Despite the lower risk of de novo resistance selection targeting the numerical bottleneck of Plasmodium development in the mosquito midgut, the net as a delivery system exposes a sporontocidal drug to important risks. Contact exposure of mosquitoes may well be much less than the studied 6 minutes, and drug exposure on a net surface is likely to diminish over years of use. This would result in subinhibitory exposure, not unlike adding chloroquine to salt in early malaria control efforts in Brazil.[6] Malaria control programs focus on minimizing the risk of treatment failure typically through the use of fixed-dose combinations in which component drugs have distinct resistance mechanisms.[7,8] As a matter of caution, a drug used to treat or prevent malaria, or, indeed, any drug cross-resistant with such an agent, should ideally not be used in a transmission-blocking strategy administered directly to mosquitoes, for example, on a bed-net or attractive toxic sugar bait, as this strategy would risk losing the efficacy of essential life-saving medicines. As stated in Paton et al.,[1] the use of atovaquone (a marketed antimalarial for both treatment and prophylaxis in combination with proguanil) was a proof of principle, and was not presented as a call to policy. Indeed, this novel approach to killing vector-stage parasites through direct mosquito exposure will ideally use new transmission-blocking drugs with modes of resistance that differ from those of approved products. The safest way to achieve this would be with a drug that is effective against Plasmodium sexual stages in the mosquito without exerting selective pressure on asexual blood-stage parasites. Several antimalarial drugs with sporontocidal activity have been developed, including atovaquone and, most recently, tafenoquine.[9,10] The pathway for approval of novel tools that prevent transmission, however, is arduous, and particularly so for products that are solely measured by impact on an epidemiological outcome.[11] The approach could be further challenged if an intervention that cured mosquitoes of parasites was seen to improve mosquito fitness or fecundity.[12]

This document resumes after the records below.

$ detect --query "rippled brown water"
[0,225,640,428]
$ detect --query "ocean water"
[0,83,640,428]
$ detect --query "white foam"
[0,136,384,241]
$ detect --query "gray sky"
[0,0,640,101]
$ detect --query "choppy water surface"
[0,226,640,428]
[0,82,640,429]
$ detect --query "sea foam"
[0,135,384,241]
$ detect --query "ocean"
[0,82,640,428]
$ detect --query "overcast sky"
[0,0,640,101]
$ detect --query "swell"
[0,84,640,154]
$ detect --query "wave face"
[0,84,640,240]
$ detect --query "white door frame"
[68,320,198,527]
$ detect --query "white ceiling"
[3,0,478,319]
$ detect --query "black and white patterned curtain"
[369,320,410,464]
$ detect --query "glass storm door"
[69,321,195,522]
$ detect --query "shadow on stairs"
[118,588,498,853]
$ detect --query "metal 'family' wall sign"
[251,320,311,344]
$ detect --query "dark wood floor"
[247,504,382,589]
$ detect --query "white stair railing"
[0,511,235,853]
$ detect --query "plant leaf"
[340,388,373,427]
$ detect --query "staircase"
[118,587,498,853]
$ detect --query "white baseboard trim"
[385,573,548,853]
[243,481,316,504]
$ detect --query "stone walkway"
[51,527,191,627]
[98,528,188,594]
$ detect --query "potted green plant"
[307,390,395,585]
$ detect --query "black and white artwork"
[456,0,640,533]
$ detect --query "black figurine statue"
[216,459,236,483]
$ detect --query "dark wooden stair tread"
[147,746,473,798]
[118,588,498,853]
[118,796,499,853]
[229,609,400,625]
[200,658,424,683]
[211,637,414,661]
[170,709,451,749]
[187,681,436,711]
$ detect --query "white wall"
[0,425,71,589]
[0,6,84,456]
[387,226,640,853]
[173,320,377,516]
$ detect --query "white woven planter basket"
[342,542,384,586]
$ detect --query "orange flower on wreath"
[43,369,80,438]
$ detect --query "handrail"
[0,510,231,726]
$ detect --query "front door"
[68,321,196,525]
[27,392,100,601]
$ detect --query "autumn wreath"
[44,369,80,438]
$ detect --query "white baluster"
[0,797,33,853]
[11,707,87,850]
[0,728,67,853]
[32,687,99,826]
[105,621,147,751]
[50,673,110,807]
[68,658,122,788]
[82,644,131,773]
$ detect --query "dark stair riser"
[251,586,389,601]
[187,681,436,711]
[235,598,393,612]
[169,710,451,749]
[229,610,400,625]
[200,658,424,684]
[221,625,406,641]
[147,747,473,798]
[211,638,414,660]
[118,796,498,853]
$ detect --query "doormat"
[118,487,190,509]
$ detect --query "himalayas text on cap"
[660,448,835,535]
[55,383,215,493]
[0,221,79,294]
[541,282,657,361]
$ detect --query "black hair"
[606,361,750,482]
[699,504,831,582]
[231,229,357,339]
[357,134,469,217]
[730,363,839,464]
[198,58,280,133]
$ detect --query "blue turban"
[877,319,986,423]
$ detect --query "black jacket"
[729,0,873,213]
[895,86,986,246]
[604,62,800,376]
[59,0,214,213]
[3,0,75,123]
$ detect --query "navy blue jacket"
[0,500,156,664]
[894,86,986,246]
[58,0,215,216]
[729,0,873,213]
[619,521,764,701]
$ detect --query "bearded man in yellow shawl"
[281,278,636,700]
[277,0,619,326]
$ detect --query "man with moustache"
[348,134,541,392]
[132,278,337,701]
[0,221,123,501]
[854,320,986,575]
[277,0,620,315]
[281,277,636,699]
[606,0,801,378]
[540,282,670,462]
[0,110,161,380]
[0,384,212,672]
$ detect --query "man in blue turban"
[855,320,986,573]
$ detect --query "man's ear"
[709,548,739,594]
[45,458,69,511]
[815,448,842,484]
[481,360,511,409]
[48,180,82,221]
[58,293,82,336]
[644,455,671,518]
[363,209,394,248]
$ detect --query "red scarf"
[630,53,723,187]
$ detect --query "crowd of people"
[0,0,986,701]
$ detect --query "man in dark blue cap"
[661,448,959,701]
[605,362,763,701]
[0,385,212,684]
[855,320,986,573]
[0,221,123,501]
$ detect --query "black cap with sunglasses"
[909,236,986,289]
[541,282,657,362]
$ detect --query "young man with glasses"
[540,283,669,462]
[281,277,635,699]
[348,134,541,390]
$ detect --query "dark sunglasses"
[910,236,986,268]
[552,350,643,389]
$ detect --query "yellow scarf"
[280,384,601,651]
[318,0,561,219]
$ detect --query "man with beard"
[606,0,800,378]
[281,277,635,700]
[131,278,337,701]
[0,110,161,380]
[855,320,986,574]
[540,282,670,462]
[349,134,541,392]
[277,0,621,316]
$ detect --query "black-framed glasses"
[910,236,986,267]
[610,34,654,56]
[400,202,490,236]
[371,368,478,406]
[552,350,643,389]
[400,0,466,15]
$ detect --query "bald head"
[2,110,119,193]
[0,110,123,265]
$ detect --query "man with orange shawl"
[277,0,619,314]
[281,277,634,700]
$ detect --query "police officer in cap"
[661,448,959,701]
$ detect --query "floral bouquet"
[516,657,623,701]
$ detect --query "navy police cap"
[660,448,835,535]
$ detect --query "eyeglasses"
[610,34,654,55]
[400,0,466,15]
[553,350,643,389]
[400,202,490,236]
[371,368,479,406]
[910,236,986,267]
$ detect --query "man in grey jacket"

Despite the challenges to developing bed-nets that deliver an anti-Plasmodium drug, the good news is 3-fold. First, there is a renewed investment in developing and delivering novel insecticides for nets and indoor residual spraying that effectively kill mosquitoes resistant to current agents.[13] Second, new delivery systems, such as attractive toxic sugar baits, may allow more standard dosing and greater compound stability compared with that with a complex net matrix used over years.[14,15] Third, existing high-throughput phenotypic or target-based screens[16-18] could be adapted to identify sporontocidal antimalarials—compounds that would block transmission in mosquitoes. Were such agents to have different mechanisms of resistance from those of approved antimalarials and insecticides, then with careful optimization of potency, physical properties, metabolic stability, and safety—all with a focus on low cost—an appropriate mosquito-targeted transmission-blocking agent could be delivered that is tailored for use within traditional vector control strategies. The study by Paton et al.[1] stimulates a powerful new approach[19] to reducing the global burden of malaria and potentially other mosquito vector-borne diseases.